Judge Cites Systemic Racism In Sparing Black Canadian From Jail

The judge opted for house arrest rather than jail.

DAMIEN MEYER via Getty Images
A picture taken on May 19, 2015 at Rennes' courthouse shows a statue of the goddess of Justice balancing the scales. AFP PHOTO / DAMIEN MEYER (Photo credit should read DAMIEN MEYER/AFP/Getty Images)

An Ontario judge decided to spare a young man jail time and sentenced him to house arrest, citing the “overincarceration” of black men in Canadian prisons as a factor.

Joel Reid pleaded guilty to three counts of trafficking crack cocaine and one count of possession, court documents released May 25 show. The Crown had asked Superior Court Judge Edward Morgan to sentence Reid to one year in jail.
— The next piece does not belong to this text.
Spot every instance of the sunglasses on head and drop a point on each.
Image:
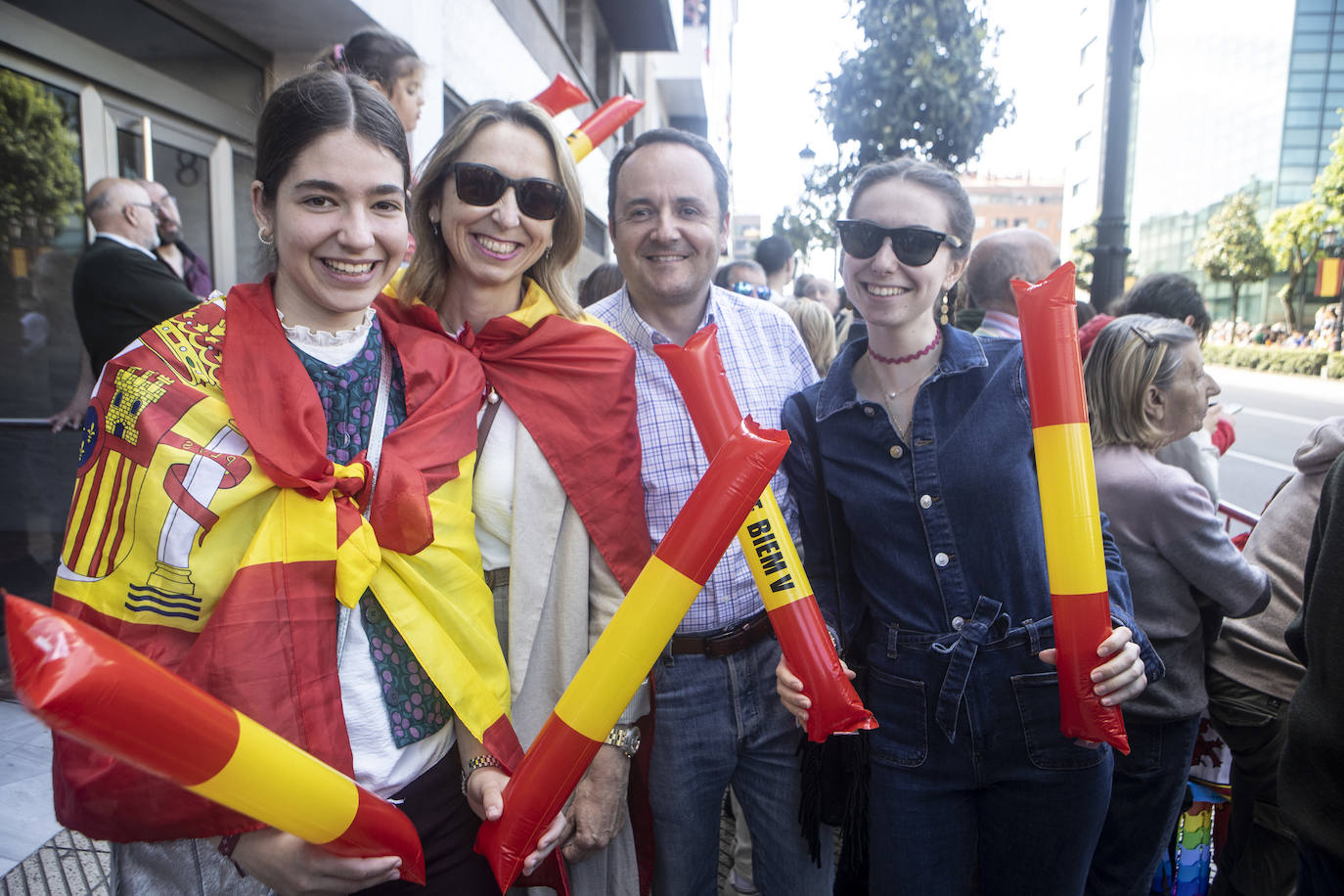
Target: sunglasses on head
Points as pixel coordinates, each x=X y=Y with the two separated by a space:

Instead, he’ll spend two years under house arrest and will receive counselling. He will also have the option to go back to school or find a full-time job.

'Flood' of young black men sent to prison

In his sentencing judgment, Morgan cited statistics about the over-incarceration of black men in Canada’s prison system. Only 2.9 per cent of the country’s population is black, but nearly 10 per cent of the prison population is.

Reid was caught selling crack to an undercover police officer, but there’s no evidence he’s a “large or even medium size drug dealer,” said Morgan.

He began his judgment by asking a question, “Does a non-violent, small time drug dealer who is a repeat offender require a custodial sentence?”

Morgan look to the United States, citing the admission made by Congress that there is a “flood” of young minority men serving “draconian” sentences for non-violent drug crimes.

“Anti-black discrimination undoubtedly contributes” to the disproportionate jailing of black men, according to a Supreme Court of Canada decision cited by Morgan.

“I do not want to be that 30 year old black man who is a lost cause as I have potential to do something with my life.”

— Joel Reid's testimony to court

Reid’s childhood was one “punctuated by traumatic events,” Morgan noted in his decision. He witnessed a murder when he was in high school, and lost his best friend in a shooting years later.

“These killings have taken their toll on Mr. Reid; he dropped out of school, has until recently found it difficult to maintain a steady job, and has experienced difficulty in managing his emotions,” the judge wrote.

Though the drugs he sold were harmful, Reid was only selling to support his own addiction, the judge said.

Morgan acknowledged systemic racism in the justice system and stressed the need to reduce the number of black men in Canada prison yards:

I am impressed by Mr. Reid’s self-awareness and his desire to improve his lot. In the pre-sentence report, he states, tellingly: “I am a young man who has made poor choices for himself but I am making changes to better myself. I do not want to be that 30 year-old black man who is a lost cause as I have potential to do something with my life.” He thereby raises not only a point about himself, but about the need to ameliorate the overincarceration of young men in the African Canadian community.